Page 1 of 1

Better Performance Without Hyperthreading

Posted: Sun Dec 21, 2014 10:38 pm
by HendricksSA
I recently completed a new 2p computer and yes, I know bigadv work units are ending soon. Bruce and 7im remind us regularly to check settings in our own computing environments so I decided to evaluate the machine running only SMP work units with and without hyperthreading. Unlike many reports, I found I got faster folding performance with hyperthreading turned off. The machine is based around a SuperMicro motherboard with E5-2680v3 processors and DDR4 memory. The performance increase without hyperthreading going from 48 threads to 24 cores averaged 13.3% to 20.8% with a corresponding increase in points earned. Specifics follow:
Threads / Project / TPF mins (average of 10 frames across the same and similar projects)
48 / 6095 / 2:20 - 2:31
24 / 6095 / 2:03 - 2:05 (improvement range of 13.8% to 20.8%)
48 / 6096 / 2:16
24 / 6096 / 1:53 - 2:00 (improvement range of 13.3% to 20.4%)
48 / 9009 / :21
24 / 9009 / :18 (improvement of 16.6%)
48 / 9010 / :21
24 / 9010 / :18 (improvement of 16.6%)

Re: Better Performance Without Hyperthreading

Posted: Sun Dec 21, 2014 11:41 pm
by EXT64
Two quick questions to add a little more information:

Operating System?

And are you using The Kraken (affinity wrapper and dlb starter)?

Re: Better Performance Without Hyperthreading

Posted: Mon Dec 22, 2014 10:23 am
by Nathan_P
Have to agree with EXT64, I've run a similar experiment and found the exact opposite - now I was using older xeons, either westmere or sandy bridge based but the results should be similar. Linux is the fastest OS, and installing The Kraken will get the most out the machine. I'll see if I can locate my old post and link it.

As for a 2p machine - don't sweat it - I have a pair of ivy based 12c/24t Xeons on their way to me to upgrade one of my 2p's. Back in the day a 2p running SMP was the fastest way to get the most points - with the latest xeons that will still be the case unless you start going for a multi gpu set up

Re: Better Performance Without Hyperthreading

Posted: Mon Dec 22, 2014 2:05 pm
by 7im
I was just thinking someone had done a lot of testing like this before. ;)

What I did not recall was if it was done on BA work units or SMP work units. If I had to guess, BA work units are larger and so they would scale better with thread count. Looking forward to that link.
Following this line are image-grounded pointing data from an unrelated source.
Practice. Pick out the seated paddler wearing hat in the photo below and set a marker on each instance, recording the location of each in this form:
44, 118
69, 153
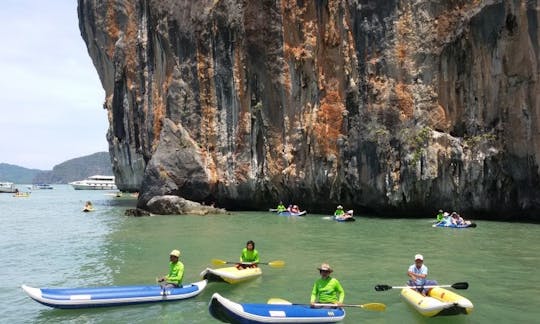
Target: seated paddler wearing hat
327, 289
339, 211
176, 272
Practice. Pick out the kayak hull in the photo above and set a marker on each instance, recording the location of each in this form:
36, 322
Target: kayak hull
471, 225
111, 296
231, 275
288, 213
343, 219
439, 302
228, 311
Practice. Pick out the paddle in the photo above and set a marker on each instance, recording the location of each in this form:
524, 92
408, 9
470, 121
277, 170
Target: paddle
457, 285
369, 306
274, 264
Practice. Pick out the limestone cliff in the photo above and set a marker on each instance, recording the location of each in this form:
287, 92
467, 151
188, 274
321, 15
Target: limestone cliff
398, 106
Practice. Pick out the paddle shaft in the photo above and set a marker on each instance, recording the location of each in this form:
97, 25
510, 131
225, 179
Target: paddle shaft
457, 285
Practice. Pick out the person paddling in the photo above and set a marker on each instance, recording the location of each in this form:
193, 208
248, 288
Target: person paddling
418, 273
327, 290
281, 207
176, 272
249, 257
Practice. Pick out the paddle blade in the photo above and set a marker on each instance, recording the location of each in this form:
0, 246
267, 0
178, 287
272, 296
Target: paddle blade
278, 301
276, 264
378, 307
382, 287
460, 285
218, 262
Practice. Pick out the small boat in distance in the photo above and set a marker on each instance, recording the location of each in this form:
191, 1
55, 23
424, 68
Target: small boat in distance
95, 182
41, 186
7, 187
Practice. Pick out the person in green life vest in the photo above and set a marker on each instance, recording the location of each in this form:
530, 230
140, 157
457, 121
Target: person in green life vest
327, 289
249, 257
281, 208
440, 216
176, 272
339, 211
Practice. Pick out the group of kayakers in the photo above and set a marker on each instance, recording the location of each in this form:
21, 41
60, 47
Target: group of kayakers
291, 208
325, 289
446, 219
340, 214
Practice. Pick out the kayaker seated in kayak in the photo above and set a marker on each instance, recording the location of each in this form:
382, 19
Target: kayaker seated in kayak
339, 211
294, 209
327, 290
341, 214
456, 219
418, 274
249, 257
281, 208
440, 216
176, 272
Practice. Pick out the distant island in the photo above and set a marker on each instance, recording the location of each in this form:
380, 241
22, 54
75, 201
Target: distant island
65, 172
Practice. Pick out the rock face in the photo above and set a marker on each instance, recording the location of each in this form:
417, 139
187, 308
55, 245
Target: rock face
401, 107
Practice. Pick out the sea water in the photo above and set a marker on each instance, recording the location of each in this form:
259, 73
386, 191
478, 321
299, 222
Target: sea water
47, 241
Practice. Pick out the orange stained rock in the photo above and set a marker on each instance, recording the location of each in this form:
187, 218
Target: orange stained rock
405, 100
328, 124
208, 129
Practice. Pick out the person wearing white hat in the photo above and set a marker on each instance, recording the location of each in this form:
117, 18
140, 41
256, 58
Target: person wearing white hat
327, 289
339, 211
176, 272
418, 273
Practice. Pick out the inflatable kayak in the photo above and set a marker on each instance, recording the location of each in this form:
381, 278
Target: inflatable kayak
231, 274
442, 224
110, 296
439, 302
228, 311
344, 218
288, 213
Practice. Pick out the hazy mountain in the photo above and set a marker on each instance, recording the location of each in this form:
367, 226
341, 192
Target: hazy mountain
17, 174
71, 170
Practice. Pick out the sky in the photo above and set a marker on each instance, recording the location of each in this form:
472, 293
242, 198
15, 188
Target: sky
51, 99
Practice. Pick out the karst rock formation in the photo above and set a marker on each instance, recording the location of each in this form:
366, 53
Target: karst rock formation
398, 107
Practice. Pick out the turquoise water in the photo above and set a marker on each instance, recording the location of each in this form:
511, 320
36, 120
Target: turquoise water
48, 242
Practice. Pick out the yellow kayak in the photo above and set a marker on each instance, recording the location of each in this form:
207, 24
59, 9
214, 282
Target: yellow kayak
439, 302
231, 274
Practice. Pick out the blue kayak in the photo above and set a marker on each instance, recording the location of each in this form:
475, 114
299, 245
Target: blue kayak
110, 296
228, 311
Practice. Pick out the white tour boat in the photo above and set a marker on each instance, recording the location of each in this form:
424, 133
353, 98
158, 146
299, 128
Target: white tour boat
7, 187
96, 182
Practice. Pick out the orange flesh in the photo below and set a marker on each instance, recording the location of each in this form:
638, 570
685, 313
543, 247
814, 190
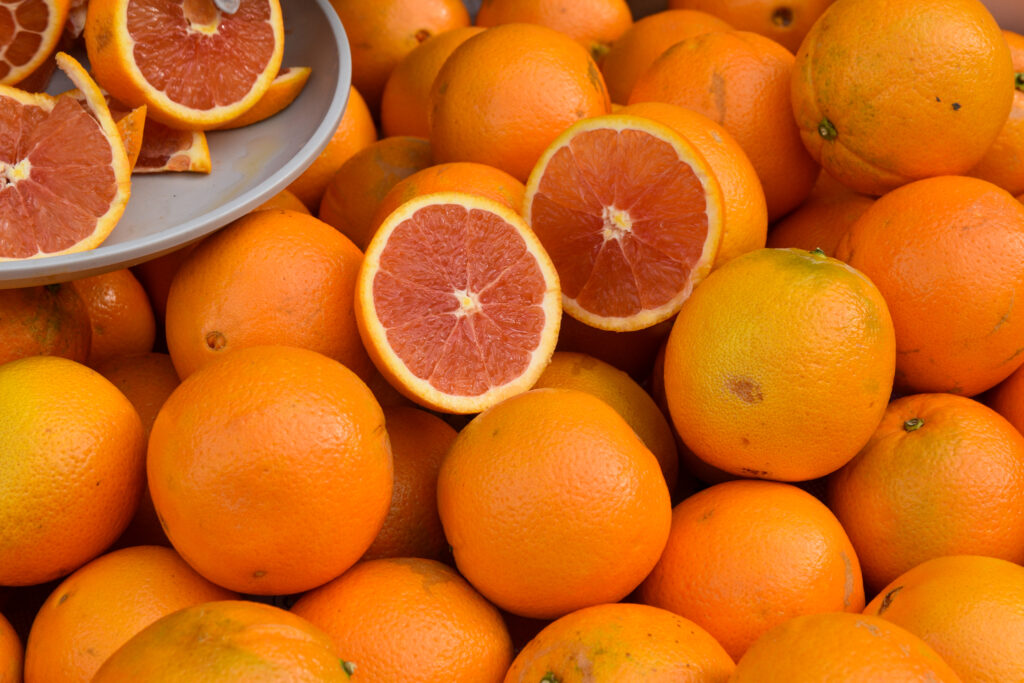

Re: Better Performance Without Hyperthreading

Posted: Mon Dec 22, 2014 2:58 pm
by HendricksSA
EXT64 and Nathan_P, I was thinking last night I forgot the OS info. I am running Fedora 21 Workstation with X. I would not mind running the server version or The Kraken if it wasn't for my weakness with wireless USB adapter networking. I do not know how to start and log on to a wireless network from a terminal. I am certainly up for optimizing and like 7im looking forward to your reply.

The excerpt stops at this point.